Following this, the government referred the combination to a new drug or subject expert committee (NDAC/SEC) “for examination and review.”
Move to ensure safety of drug for Indian populace
The move may help ensure that this combination is a safe and effective painkiller for the Indian population, considering that serious questions were raised earlier about its approval process. The Parliamentary panel on approval noted “... an official of the CDSCO advised the manufacturer ... to not only select experts but also get their opinions and deliver them to the office of the DCGI. No wonder that many experts gave letters of recommendation in identical language apparently drafted by the interested drug manufacturer.”

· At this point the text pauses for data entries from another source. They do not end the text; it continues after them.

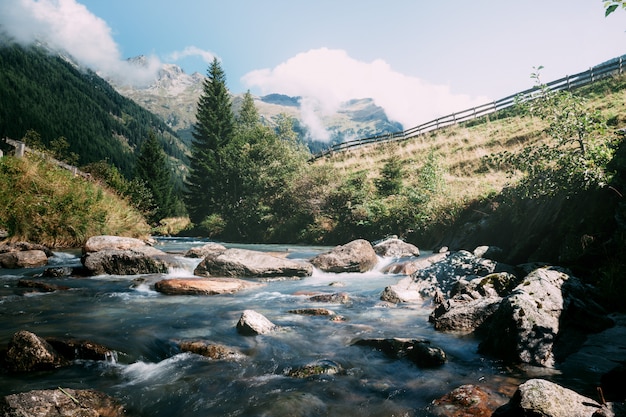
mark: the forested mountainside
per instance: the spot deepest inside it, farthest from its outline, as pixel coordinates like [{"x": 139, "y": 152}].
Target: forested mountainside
[{"x": 43, "y": 92}]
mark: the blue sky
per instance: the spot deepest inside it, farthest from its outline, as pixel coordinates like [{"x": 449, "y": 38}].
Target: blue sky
[{"x": 417, "y": 59}]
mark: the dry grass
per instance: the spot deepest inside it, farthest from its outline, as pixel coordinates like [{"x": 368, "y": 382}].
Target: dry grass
[{"x": 462, "y": 149}]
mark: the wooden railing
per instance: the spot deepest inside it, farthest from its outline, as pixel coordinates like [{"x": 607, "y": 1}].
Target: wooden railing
[
  {"x": 570, "y": 82},
  {"x": 21, "y": 149}
]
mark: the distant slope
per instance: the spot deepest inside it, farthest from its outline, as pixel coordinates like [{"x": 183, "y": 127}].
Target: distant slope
[
  {"x": 46, "y": 93},
  {"x": 174, "y": 96}
]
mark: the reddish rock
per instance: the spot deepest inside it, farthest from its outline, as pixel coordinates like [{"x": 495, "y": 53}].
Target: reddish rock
[
  {"x": 467, "y": 401},
  {"x": 203, "y": 286}
]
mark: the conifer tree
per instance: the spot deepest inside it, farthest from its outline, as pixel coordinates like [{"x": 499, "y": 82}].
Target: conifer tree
[
  {"x": 153, "y": 169},
  {"x": 212, "y": 132}
]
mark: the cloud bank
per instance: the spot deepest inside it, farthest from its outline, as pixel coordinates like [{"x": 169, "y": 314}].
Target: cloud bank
[
  {"x": 70, "y": 26},
  {"x": 325, "y": 78}
]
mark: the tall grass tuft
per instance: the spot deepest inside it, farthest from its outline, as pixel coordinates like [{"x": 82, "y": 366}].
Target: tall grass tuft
[{"x": 42, "y": 203}]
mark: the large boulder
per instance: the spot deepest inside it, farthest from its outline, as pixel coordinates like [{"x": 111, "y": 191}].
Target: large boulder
[
  {"x": 420, "y": 352},
  {"x": 252, "y": 323},
  {"x": 538, "y": 397},
  {"x": 356, "y": 256},
  {"x": 245, "y": 263},
  {"x": 396, "y": 248},
  {"x": 106, "y": 242},
  {"x": 61, "y": 402},
  {"x": 23, "y": 259},
  {"x": 527, "y": 323},
  {"x": 136, "y": 261},
  {"x": 28, "y": 352},
  {"x": 210, "y": 350},
  {"x": 202, "y": 286},
  {"x": 462, "y": 315},
  {"x": 203, "y": 251},
  {"x": 467, "y": 401}
]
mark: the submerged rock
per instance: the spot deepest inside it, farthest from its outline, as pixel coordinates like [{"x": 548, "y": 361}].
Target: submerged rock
[
  {"x": 538, "y": 397},
  {"x": 396, "y": 248},
  {"x": 61, "y": 402},
  {"x": 203, "y": 251},
  {"x": 419, "y": 352},
  {"x": 203, "y": 286},
  {"x": 210, "y": 350},
  {"x": 527, "y": 323},
  {"x": 243, "y": 263},
  {"x": 126, "y": 262},
  {"x": 356, "y": 256},
  {"x": 252, "y": 323},
  {"x": 321, "y": 367},
  {"x": 28, "y": 352},
  {"x": 106, "y": 242},
  {"x": 23, "y": 259},
  {"x": 467, "y": 401}
]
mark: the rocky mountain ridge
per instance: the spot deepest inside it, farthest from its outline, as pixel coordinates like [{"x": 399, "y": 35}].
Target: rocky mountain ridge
[{"x": 173, "y": 96}]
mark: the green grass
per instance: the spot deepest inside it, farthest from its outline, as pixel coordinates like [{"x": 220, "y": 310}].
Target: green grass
[{"x": 44, "y": 204}]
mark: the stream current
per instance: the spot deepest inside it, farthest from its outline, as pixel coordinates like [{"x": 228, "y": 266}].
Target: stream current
[{"x": 151, "y": 376}]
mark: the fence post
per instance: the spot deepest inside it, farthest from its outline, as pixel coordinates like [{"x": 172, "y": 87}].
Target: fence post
[{"x": 20, "y": 148}]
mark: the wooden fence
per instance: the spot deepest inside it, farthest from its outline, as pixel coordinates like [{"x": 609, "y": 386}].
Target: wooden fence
[
  {"x": 569, "y": 82},
  {"x": 21, "y": 149}
]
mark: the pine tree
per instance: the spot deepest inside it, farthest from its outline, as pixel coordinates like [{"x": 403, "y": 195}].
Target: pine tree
[
  {"x": 153, "y": 169},
  {"x": 213, "y": 130}
]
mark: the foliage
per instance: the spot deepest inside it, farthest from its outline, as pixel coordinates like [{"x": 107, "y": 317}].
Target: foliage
[
  {"x": 390, "y": 181},
  {"x": 612, "y": 5},
  {"x": 45, "y": 204},
  {"x": 79, "y": 117},
  {"x": 135, "y": 191},
  {"x": 153, "y": 169},
  {"x": 206, "y": 186},
  {"x": 577, "y": 155}
]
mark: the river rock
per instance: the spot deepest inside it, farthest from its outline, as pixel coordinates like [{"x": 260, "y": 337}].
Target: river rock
[
  {"x": 419, "y": 352},
  {"x": 356, "y": 256},
  {"x": 28, "y": 352},
  {"x": 72, "y": 349},
  {"x": 210, "y": 350},
  {"x": 40, "y": 286},
  {"x": 25, "y": 246},
  {"x": 105, "y": 242},
  {"x": 60, "y": 402},
  {"x": 407, "y": 267},
  {"x": 528, "y": 322},
  {"x": 466, "y": 401},
  {"x": 203, "y": 286},
  {"x": 202, "y": 251},
  {"x": 140, "y": 260},
  {"x": 538, "y": 397},
  {"x": 463, "y": 315},
  {"x": 404, "y": 291},
  {"x": 252, "y": 323},
  {"x": 320, "y": 367},
  {"x": 396, "y": 248},
  {"x": 23, "y": 259},
  {"x": 243, "y": 263},
  {"x": 312, "y": 311}
]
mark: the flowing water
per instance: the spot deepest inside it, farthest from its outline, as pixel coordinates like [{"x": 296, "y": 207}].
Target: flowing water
[{"x": 152, "y": 377}]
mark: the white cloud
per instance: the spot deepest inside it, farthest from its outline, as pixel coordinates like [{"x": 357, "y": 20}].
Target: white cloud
[
  {"x": 206, "y": 56},
  {"x": 327, "y": 77},
  {"x": 70, "y": 26}
]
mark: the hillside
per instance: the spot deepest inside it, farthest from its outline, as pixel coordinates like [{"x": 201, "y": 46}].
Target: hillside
[
  {"x": 173, "y": 96},
  {"x": 49, "y": 94},
  {"x": 471, "y": 209}
]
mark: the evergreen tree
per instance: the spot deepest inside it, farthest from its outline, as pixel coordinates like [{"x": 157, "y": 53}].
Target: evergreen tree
[
  {"x": 248, "y": 116},
  {"x": 153, "y": 169},
  {"x": 212, "y": 132}
]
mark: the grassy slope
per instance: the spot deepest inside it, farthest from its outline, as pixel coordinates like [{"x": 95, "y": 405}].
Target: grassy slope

“Based on the recommendations of the Subject Expert Committee, it was decided that the FDC of Aceclofenac 100 mg + Drotaverine Hydrochloride 80 mg tablet shall be indicated for treatment of ‘colicky pain due to smooth muscle spasm’ for its continued marketing,” stated Drug Controller General of India (DCGI) V G Somani in his September 19 letter. However, its manufacturers were directed to conduct trials, and SEC asked the company that first received the licence for the product “to revise the indication and submit the clinical trial protocol for conducting the study.”
“However, after a series of communications, M/s Themis Medicare finally surrendered the product licence,” stated the DCGI.
Yet, the proposal was “again re-deliberated” in the reproductive and urology SEC’s meeting, he added. “After detailed deliberation, the committee recommended that the firm(s) may be directed to conduct Active Post Marketing Surveillance in minimum 200 patients and the study should include patients of primary dysmenorrhea, biliary colic and ureteric colic. The study should be completed within one year and results…should be placed before the committee for further review,” he stated. Somani directed states to conduct this surveillance “for the treatment of colicky pain due to smooth muscle spasm”.
The Parliamentary panel that scrutinised the combination’s approval had taken issue with the fact that its trials were conducted “only in Maharashtra”. Among the cases it listed “to prove the apparent nexus that exists between drug manufacturers and many experts whose opinion matters so much in the decision making process at the CDSCO”, the committee said that “nothing can be more outrageous” than the clinical trial approval granted for this FDC.